Scandalous fall of the White Collar Thief

An article on Marc Dreier, the once prominent Manhattan attorney who was arrested for orchestrating a massive fraud scheme that netted over 700 million dollars from hedge funds.

BY SAHIL DESAI | 3 mins read



Marc Dreier was born in New York and graduated with a law degree from Harvard Law School. After working at various Wall Street law firms, he left to pursue something independently and later on he was experiencing modest success as a senior partner in the medium-sized law firm Dreier, Baritz & Federman. Dreier's restlessness drove the other partners away, leaving him in sole charge of the firm, which he renamed Dreier LLP.

Dreier's ruse began at this time, when he decided to greatly expand his law firm and create a firm where partners were paid big salaries but were not required to be equity partners. He would retain sole control over the firm and finances. But to do so, he would need a lot of money. To raise money for the expansion, as well as to fund a lavish lifestyle, Dreier began to borrow money from hedge funds (hedge fund is an investment fund that pools capital from accredited investors or institutional investors and invests in a variety of assets, often with complicated portfolio-construction and risk management techniques.), issuing fake bonds from a corporation, Solow Realty, run by one of his clients, Sheldon Solow. Dreier borrowed $20 million from hedge fund in Connecticut with the promise of repaying the money along with the interest.

To make the scam seem convincing, Dreier constructed a fake balance sheet and offered interest rates that were slightly above the market rate. Initially Dreier hoped that the profits from his law firm would repay the loans, but with the expansion costing more money than expected, and as he acquired a taste for the high life, his firm began to turn into a traditional Ponzi scheme. (A Ponzi scheme is a fraudulent investing scam promising high rates of return with little risk to investors.
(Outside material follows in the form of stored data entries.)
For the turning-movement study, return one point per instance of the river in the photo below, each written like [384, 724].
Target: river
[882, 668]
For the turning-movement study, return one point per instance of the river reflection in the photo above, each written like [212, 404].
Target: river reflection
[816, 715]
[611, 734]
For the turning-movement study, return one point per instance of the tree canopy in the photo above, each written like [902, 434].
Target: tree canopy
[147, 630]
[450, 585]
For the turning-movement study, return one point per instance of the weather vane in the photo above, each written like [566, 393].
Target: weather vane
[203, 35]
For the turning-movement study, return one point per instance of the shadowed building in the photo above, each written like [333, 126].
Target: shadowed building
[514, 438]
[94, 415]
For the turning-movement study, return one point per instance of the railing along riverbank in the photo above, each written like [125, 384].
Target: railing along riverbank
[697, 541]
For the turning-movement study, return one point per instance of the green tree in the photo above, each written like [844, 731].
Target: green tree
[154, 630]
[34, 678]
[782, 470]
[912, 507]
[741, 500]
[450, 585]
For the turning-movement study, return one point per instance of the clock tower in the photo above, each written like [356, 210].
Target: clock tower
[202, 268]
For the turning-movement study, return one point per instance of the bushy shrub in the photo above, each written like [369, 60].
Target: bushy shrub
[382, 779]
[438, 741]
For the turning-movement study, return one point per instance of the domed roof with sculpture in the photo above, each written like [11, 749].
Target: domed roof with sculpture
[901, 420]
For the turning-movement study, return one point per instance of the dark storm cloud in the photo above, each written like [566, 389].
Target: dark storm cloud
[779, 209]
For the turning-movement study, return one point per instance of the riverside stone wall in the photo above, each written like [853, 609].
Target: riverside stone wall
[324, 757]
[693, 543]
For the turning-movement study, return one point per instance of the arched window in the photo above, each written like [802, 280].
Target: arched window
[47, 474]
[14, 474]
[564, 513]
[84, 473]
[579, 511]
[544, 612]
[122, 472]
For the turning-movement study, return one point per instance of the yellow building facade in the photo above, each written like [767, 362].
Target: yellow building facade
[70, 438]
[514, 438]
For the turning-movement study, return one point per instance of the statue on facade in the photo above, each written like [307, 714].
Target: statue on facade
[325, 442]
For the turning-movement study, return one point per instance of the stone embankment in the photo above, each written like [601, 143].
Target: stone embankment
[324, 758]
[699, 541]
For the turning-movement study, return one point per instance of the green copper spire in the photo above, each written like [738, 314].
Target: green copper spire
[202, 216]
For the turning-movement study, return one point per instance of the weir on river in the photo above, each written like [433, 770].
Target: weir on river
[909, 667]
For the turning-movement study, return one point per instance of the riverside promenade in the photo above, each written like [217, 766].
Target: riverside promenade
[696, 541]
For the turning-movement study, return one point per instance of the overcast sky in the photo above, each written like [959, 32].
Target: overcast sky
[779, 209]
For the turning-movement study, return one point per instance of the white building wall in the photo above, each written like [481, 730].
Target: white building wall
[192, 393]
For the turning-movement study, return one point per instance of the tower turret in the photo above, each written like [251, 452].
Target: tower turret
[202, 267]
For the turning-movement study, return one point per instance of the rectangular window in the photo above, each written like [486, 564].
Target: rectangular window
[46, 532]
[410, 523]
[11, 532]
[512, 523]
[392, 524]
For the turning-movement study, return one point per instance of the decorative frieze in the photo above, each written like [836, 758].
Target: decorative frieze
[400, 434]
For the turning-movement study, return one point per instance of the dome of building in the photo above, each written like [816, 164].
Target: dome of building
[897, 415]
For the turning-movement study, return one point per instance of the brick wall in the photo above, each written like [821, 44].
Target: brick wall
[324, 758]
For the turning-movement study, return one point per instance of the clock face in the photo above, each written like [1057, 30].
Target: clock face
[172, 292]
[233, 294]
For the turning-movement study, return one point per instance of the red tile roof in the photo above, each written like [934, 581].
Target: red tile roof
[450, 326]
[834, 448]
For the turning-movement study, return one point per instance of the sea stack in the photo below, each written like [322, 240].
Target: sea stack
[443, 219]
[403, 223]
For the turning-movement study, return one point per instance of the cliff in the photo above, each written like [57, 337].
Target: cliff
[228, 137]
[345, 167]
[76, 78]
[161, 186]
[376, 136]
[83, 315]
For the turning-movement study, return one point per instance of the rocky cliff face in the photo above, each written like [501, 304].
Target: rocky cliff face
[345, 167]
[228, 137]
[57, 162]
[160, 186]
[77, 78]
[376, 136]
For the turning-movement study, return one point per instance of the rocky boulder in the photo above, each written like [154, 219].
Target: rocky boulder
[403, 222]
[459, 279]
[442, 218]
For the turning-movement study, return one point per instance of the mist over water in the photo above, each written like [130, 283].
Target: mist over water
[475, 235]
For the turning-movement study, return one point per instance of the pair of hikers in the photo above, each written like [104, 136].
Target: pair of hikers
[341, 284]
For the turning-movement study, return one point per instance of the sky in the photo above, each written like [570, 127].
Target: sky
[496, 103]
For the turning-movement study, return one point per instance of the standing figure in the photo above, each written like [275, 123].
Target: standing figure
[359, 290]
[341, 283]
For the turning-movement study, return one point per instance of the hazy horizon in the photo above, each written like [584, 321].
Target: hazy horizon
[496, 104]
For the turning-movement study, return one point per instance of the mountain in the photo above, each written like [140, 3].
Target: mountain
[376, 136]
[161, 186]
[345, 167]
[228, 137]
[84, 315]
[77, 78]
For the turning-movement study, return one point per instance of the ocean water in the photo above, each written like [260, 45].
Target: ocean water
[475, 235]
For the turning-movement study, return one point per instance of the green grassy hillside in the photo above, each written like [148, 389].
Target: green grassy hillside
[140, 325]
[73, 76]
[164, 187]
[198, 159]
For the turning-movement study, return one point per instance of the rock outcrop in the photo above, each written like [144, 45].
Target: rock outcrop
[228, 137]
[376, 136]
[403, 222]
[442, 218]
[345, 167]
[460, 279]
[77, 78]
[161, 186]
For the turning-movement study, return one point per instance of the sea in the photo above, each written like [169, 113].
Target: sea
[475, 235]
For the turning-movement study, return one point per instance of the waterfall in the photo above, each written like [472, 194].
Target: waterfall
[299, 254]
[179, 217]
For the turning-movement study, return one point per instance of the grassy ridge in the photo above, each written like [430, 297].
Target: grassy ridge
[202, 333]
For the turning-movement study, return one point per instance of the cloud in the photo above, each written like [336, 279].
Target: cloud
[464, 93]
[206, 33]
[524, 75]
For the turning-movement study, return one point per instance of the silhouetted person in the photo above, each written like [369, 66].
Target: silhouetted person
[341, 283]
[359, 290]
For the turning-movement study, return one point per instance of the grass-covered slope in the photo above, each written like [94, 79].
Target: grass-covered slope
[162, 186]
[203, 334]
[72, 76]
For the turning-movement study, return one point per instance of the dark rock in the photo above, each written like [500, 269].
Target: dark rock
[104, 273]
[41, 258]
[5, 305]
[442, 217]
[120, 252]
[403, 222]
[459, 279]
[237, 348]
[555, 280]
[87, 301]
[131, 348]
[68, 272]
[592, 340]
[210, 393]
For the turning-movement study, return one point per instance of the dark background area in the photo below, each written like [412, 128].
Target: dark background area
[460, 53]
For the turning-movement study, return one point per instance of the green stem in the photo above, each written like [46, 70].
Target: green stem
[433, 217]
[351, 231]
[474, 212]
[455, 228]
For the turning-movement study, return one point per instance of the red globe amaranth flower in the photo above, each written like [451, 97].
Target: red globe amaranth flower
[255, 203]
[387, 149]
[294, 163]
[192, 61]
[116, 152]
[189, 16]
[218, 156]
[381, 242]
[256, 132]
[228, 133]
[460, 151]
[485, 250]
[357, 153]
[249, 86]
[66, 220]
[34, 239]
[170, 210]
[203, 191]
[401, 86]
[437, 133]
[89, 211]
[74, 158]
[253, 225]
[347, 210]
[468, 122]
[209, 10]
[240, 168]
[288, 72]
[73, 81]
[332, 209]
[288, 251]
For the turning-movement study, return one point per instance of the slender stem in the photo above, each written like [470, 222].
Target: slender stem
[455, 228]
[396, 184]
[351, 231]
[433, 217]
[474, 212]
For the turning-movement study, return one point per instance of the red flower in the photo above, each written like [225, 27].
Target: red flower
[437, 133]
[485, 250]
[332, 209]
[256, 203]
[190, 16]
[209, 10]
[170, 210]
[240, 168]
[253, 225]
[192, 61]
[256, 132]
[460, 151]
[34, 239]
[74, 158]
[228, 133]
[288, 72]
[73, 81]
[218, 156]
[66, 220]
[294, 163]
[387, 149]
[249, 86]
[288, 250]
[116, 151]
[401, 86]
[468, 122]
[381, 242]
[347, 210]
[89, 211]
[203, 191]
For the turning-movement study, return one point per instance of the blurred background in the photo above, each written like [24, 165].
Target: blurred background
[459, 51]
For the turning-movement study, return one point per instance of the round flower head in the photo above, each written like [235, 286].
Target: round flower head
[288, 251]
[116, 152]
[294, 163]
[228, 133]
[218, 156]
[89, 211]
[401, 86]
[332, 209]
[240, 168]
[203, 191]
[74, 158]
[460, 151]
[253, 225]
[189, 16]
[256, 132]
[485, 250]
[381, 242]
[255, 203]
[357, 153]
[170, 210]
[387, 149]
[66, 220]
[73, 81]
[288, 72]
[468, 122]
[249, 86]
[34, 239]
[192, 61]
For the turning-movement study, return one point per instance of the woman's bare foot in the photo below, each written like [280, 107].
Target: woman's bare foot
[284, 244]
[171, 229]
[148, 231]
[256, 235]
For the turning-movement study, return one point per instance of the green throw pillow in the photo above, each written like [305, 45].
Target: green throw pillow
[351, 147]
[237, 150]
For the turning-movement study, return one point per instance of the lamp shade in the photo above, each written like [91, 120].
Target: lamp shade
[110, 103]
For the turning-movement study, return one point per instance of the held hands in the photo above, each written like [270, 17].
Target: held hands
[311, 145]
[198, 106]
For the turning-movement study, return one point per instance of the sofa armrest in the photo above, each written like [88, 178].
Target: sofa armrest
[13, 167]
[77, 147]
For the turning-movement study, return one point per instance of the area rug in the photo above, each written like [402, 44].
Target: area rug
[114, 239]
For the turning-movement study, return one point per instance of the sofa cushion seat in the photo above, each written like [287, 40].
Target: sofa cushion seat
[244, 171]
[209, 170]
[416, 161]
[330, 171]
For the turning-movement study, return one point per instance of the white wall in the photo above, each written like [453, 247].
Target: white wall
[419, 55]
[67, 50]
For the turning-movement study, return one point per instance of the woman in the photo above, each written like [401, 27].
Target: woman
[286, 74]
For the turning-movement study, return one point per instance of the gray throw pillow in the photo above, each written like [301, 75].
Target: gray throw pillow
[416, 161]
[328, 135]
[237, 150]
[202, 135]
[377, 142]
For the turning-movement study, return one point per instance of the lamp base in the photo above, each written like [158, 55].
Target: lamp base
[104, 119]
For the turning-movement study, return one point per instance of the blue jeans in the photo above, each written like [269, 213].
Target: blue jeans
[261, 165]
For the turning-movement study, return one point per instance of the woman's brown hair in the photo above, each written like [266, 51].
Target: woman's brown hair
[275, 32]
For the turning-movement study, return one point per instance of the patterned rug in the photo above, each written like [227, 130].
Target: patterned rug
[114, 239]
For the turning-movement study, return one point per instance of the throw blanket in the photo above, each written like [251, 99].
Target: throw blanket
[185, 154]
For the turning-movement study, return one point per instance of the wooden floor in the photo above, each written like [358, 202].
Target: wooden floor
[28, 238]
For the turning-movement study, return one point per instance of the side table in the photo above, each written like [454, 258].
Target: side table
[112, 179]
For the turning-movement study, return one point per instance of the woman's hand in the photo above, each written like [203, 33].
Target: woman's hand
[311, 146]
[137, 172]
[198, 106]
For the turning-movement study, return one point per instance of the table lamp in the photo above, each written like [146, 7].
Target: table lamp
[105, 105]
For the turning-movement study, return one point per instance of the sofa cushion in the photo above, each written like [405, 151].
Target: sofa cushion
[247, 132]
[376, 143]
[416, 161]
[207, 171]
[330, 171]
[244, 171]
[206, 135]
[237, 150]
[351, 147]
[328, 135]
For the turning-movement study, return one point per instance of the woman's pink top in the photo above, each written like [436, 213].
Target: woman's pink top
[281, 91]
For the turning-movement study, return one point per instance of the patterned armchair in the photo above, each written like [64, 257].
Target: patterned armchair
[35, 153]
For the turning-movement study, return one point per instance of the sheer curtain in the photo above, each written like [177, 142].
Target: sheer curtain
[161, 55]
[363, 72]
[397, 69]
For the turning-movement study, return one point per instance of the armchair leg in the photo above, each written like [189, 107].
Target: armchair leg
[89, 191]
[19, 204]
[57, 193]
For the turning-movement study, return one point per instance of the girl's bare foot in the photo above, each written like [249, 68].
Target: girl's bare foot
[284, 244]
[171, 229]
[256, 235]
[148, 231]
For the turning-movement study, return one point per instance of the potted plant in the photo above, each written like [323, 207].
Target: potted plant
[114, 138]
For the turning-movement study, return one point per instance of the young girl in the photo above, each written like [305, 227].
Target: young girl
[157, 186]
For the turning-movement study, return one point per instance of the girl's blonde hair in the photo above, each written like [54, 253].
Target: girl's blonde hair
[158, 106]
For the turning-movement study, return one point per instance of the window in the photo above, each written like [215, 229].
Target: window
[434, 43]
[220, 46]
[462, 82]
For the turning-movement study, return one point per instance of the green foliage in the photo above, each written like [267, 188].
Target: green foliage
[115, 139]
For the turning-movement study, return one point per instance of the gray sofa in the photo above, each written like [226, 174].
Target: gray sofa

The scheme generates returns for early investors by acquiring new investors).
Things went well for Dreier. He continued his classic Ponzi scheme, and over the next two years issued $200 million worth of notes, selling them to hedge funds in Manhattan and Connecticut.




But things changed in 2008. Due to the economic downturn, financial markets began to weaken and many investors started demanding their money back. To cover these payments, Dreier borrowed more money from hedge funds. Dreier also began impersonating executives and even paid a former client named Kosta Kovachev $100,000 to impersonate the CEO of Solow Realty inside the actual Solow offices.

The hedge funds started to grow suspicious and he became the subject of US attorney’s office investigation. Dreier was finally arrested after an attempt to sell yet another fake security to a hedge fund in Manhattan, claiming it was being issued by the Ontario Teacher’s Pension Plan, which ended in disaster when a receptionist at the fund called the police after being felt suspicious. After Dreier's arrest in November 2008, his law firm was wound up and he would eventually be sentenced to 20 years in prison. The sale of the firm's assets, as well as of Dreier's property, cut losses from the gross figure of more than $700m, but investors still ended up $400m out of pocket.

Lesson for Investors

While Holi signifies the victory of good over evil and burning down our ill-habits, review and introspection is necessary. Many of the losses could have been avoided had the funds done more due diligence, rather than taking Dreier at his word. Indeed, the trigger for the collapse came when a hedge-fund analyst contacted Solow Realty directly.